Kuruyemişler: Badem, Fındık, Fıstık, Kaju, Ceviz ve Antep fıstığıdır.
Yumurta: Yumurta kolesterol açısından yüksek olduğundan iki günde bir taneden fazla yenmemelidir. İki yumurta beyazında bir kibrit kutusu ete benzer oranda protein vardır. Günde iki yumurta akı özellikle albümin seviyesi düşük nefrotik sendromlu veya kronik böbrek yetmezlikli hastalarda harika bir protein kaynağıdır.
Çok değişik tipte kan basıncı düşürücü tansiyon ilacı vardır. Bazıları vücuttaki fazla sıvı ve tuzu vücudumuzdan atarak kan basıncını düşürürken, bazıları da kalp atışımızı düşürür veya damarlarımızı genişletir. Doktorunuzla aldığınız ilaçların ne işe yaradığı ve yan etkileri konusunda konuşunuz.
İlaçlarımızı hergün düzenli olarak kullanmalıyız.
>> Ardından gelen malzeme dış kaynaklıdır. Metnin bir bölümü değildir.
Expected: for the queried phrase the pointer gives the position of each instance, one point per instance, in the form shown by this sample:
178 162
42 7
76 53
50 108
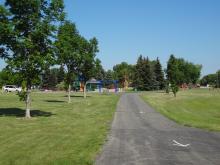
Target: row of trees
180 72
35 35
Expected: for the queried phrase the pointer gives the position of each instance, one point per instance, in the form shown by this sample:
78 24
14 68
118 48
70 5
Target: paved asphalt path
141 136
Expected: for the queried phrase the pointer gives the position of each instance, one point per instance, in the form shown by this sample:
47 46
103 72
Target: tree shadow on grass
54 101
17 112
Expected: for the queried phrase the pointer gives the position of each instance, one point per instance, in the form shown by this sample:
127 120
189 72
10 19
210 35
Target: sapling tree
27 29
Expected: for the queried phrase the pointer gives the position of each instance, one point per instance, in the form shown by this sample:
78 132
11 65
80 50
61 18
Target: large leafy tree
180 71
69 51
27 28
144 77
76 54
159 74
173 74
88 61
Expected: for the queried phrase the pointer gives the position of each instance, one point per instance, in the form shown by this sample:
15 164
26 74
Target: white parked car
11 88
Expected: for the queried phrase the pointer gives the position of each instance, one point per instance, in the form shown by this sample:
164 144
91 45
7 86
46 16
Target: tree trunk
28 103
69 90
84 91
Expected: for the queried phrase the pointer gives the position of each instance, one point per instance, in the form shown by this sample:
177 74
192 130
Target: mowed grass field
197 108
59 133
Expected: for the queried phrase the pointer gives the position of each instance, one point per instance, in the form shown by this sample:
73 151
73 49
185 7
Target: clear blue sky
155 28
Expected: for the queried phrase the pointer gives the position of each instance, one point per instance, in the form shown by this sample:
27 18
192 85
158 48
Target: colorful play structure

İlaçların kan basıncımızı ideal seviyeye getirmeleri belli bir süre alabilir. Bu sebeple doktor kontrolünde ve sabırla ilaçlarımızı almaya devam etmeliyiz.
İlaçlara bağlı yan etki olduğunu düşündüğümüzde ilaçları kesmeden doktorumuza ulaşarak bu etkilerden bahsetmeliyiz.
İlaçları bıraktığımızda kan basıncımız bir süre normal devam edebilir. Ancak daha sonra eskisinden çok daha ciddi bir kan basıncı yükselmesi olabileceğini ve beyin kanaması, kalp krizi vb. vakaların genellikle bu ilaç bırakmalardan sonra olduğunu aklımızdan çıkarmamamız gerekir.